El aludido, algo pequeño y simplón para el cargo, pero con la inteligencia necesaria para subir rápidamente en el escalafón, desprestigiando, tramando o delatando a cualquier colega que se interponga en su camino de ascenso constante, llega presuroso y golpea suavemente la puerta del jefe.
-¡Buenos días jefe! ¿Para qué le soy útil?

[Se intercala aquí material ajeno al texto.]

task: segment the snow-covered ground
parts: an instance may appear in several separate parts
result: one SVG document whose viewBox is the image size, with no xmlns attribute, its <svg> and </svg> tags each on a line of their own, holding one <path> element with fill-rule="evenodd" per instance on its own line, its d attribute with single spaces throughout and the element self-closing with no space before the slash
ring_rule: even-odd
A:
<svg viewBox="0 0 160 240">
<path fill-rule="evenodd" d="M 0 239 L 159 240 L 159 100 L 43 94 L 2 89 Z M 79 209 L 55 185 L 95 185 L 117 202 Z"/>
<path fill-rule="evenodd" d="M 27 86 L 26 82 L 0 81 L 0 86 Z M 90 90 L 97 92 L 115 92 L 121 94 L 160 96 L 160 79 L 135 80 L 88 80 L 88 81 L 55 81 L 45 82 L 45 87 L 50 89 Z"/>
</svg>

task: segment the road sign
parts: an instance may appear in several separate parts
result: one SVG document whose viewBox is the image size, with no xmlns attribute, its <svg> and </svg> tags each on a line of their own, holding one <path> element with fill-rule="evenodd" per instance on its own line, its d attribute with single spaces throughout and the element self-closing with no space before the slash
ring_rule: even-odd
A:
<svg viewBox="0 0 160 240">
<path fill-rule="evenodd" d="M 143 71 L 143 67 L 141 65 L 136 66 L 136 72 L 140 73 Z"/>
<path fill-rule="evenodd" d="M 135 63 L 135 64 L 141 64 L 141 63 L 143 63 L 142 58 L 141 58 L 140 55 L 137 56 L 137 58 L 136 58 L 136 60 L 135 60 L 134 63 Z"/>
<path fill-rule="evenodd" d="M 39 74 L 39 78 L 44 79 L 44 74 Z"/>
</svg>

-Hasta el momento usted es un inútil, inepto y cagón. ¿Cuántas veces le he dicho que a la prensa no hay que darle ni un centímetro de ventaja? ¿Qué le costaba aclararles que estamos realizando peritajes científico-técnicos a las víctimas, que ya tenemos sospechosos y que en cualquier momento aclaramos el caso de las seis mujeres muertas y entregamos al criminal a la justicia para dejar a la opinión pública tranquila? Pero no, se hace el de las chacras. En 20 años ningún inspector en jefe de la brigada de homicidios había sido tan hueón.
-Disculpe jefe, pasé por alto ese detalle.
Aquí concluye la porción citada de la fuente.